Symptome, die auf eine Schlafapnoe hindeuten können, sind:

  • Lautes, unregelmäßiges Schnarchen
  • Atemaussetzer während des Schlafs (werden oft vom Partner bemerkt)
  • Tagesmüdigkeit, Erschöpfung
  • Konzentrationsschwierigkeiten
  • Morgendliche Kopfschmerzen
  • Mundtrockenheit nach dem Aufwachen
  • Nächtliches Schwitzen
  • Erhöhter Blutdruck

Vor- und Nachteile der Polygraphie

Wie jede medizinische Untersuchung hat auch die Polygraphie ihre Vor- und Nachteile:

Vorteile:

  • Ambulante Durchführung: Bequem und unkompliziert in der gewohnten Schlafumgebung.
  • Kostengünstiger: In der Regel günstiger als eine Polysomnographie im Schlaflabor.
  • Einfache Handhabung: Die Anbringung der Sensoren ist meist leicht verständlich.

Nachteile:

  • Weniger umfassend: Erfasst nicht alle Parameter wie im Schlaflabor (z.B. keine EEG-Messung der Hirnströme zur genauen Schlaftiefenbestimmung).
  • Fehlinterpretationen möglich: Die korrekte Anbringung der Sensoren ist wichtig für aussagekräftige Ergebnisse.
  • Nicht für alle geeignet: Bei bestimmten Begleiterkrankungen oder komplexen Schlafstörungen ist eine Polysomnographie im Schlaflabor vorzuziehen.

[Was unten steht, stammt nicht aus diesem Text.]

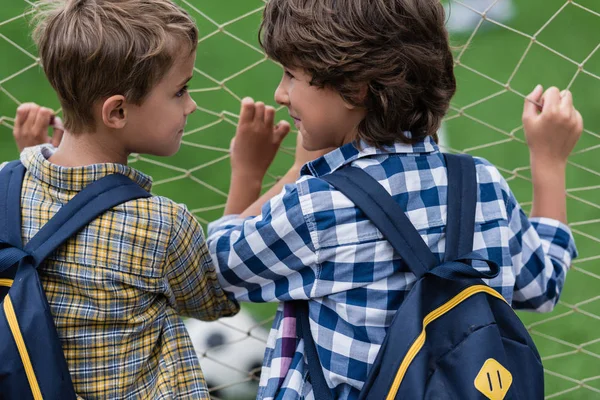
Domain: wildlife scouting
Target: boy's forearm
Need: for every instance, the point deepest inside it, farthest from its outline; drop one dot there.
(549, 190)
(290, 177)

Alternativen zur Polygraphie

Die wichtigste Alternative zur Polygraphie ist die Polysomnographie im Schlaflabor. Diese Untersuchung ist umfassender und beinhaltet neben den Parametern der Polygraphie auch die Messung der Hirnströme (EEG), Augenbewegungen (EOG) und Muskelaktivität (EMG). Dadurch kann die Schlafarchitektur genauer beurteilt und andere Schlafstörungen (z.B. Insomnie, Restless-Legs-Syndrom) diagnostiziert werden. In manchen Fällen kann auch ein einfaches Schlafapnoe-Screening mit Pulsoximetrie (Messung der Sauerstoffsättigung) als erste Einschätzung durchgeführt werden.

Fazit: Polygraphie als wichtiger Schritt zur Diagnose von Schlafstörungen

Die Polygraphie ist eine wertvolle Untersuchungsmethode, um schlafbezogene Atmungsstörungen wie die Schlafapnoe zu erkennen. Durch die ambulante Durchführung und die einfache Handhabung ist sie eine patientenfreundliche Option für die erste Diagnostik. Bei unklaren Ergebnissen oder komplexen Schlafstörungen kann eine weiterführende Untersuchung im Schlaflabor (Polysomnographie) erforderlich sein. Wenn Sie den Verdacht auf eine Schlafstörung haben, sprechen Sie mit Ihrem Arzt – eine frühzeitige Diagnose und Behandlung können Ihre Lebensqualität deutlich verbessern.